Thinking that some details make "Hunting the Snark" by Mike Resnick a mismatch, here are some of the matches:

(1)

"a big game hunter has come to a planet to hunt the most dangerous game."

He is an employed safari leader:

At that time I worked for Silinger & Mahr, the oldest and best-known firm in the safari business.

and

We pros wanted to hunt new worlds every bit as much as the clients did.

(2)

"He goes to a bar to hire a guide.”

He hires several guides native to the planet, best tracker among them Chajinka.

The twelfth was my regular tracker, whose name–Chajinka–always sounded like a sneeze. "Ugly little creature," remarked Mbele, indicating Chajinka. "I didn’t pick him for his looks." "Is he really that good?" "The little bastard could track a billiard ball down a crowded highway," I replied. "And he’s got more guts than most Men I know."

(3)

"...to hunt the most dangerous game..."

It proves itself the planet's most dangerous lifeform when necessary:

He paused. "An entire family of brown cats–at least four, perhaps five–fled from a single animal that hunts alone." "You’re sure he’s a solitary hunter?" He studied the ground again. "Yes.
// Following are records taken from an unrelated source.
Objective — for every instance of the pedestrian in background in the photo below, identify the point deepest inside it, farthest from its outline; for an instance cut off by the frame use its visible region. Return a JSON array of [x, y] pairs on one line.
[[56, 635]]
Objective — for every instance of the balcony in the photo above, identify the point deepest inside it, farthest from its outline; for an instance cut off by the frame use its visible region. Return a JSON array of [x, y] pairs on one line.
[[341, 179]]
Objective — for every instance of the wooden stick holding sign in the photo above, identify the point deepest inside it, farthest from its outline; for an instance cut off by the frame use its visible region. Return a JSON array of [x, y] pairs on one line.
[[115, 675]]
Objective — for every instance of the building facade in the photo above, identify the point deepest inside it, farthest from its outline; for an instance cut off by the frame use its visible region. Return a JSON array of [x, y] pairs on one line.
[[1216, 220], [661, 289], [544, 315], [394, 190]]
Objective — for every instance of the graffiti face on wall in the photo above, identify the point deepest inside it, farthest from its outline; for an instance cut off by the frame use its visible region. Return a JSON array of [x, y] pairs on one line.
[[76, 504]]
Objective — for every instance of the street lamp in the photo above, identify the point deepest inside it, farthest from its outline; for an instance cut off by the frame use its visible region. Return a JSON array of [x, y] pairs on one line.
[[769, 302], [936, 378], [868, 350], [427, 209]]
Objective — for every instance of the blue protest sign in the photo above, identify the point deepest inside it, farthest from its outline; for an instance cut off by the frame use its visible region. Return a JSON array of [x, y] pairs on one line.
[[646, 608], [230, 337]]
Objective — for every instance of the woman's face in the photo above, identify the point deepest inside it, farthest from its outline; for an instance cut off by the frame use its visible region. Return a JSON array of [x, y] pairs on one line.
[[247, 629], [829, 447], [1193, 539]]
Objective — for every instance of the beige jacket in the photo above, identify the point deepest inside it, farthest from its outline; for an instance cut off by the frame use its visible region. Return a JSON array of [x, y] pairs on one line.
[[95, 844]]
He walks alone. Very interesting."

(4)

"The hunter realizes that the creature he is hunting is actually highly intelligent and telepathic...."

He finds out:

I felt something like an electric surge within my head, and suddenly, though I’d never experienced anything remotely like it before, I knew I was in telepathic communication with the dying Snark. Why did you come to my land to kill me? he asked, more puzzled than angry.

(5)

“…. and if rejected by his pride will end up dying of loneliness.”

Well, with telepathic contact he finds out -- everything:

. . . because he wasn’t a he at all; he was an it. The Snark was an asexual animal that reproduced by budding. Its final thought was one of enormous regret, not that it would die, for it understood the cycles of life and death, but that now its offspring would die as well.

As for the mismatches: there is no trophy over the bar; it has been a long time since I read it but I have found no reference to shapeshifting. And although the lifeform was so dangerous it scared off entire prides of lions or big cats, and although Chajinka did pick up a large worm and eat it, these were parts of the story and not aspects of the lifeform.

But, memory can distort and conflate some details. So there is a story that may or may not be a match.

I found two published anthologies called "Frontier Worlds" on ISFDB. Neither of them contains "Hunting the Snark", but the story titles in them look like one of them could match the question, if "Hunting the Snark" is not it.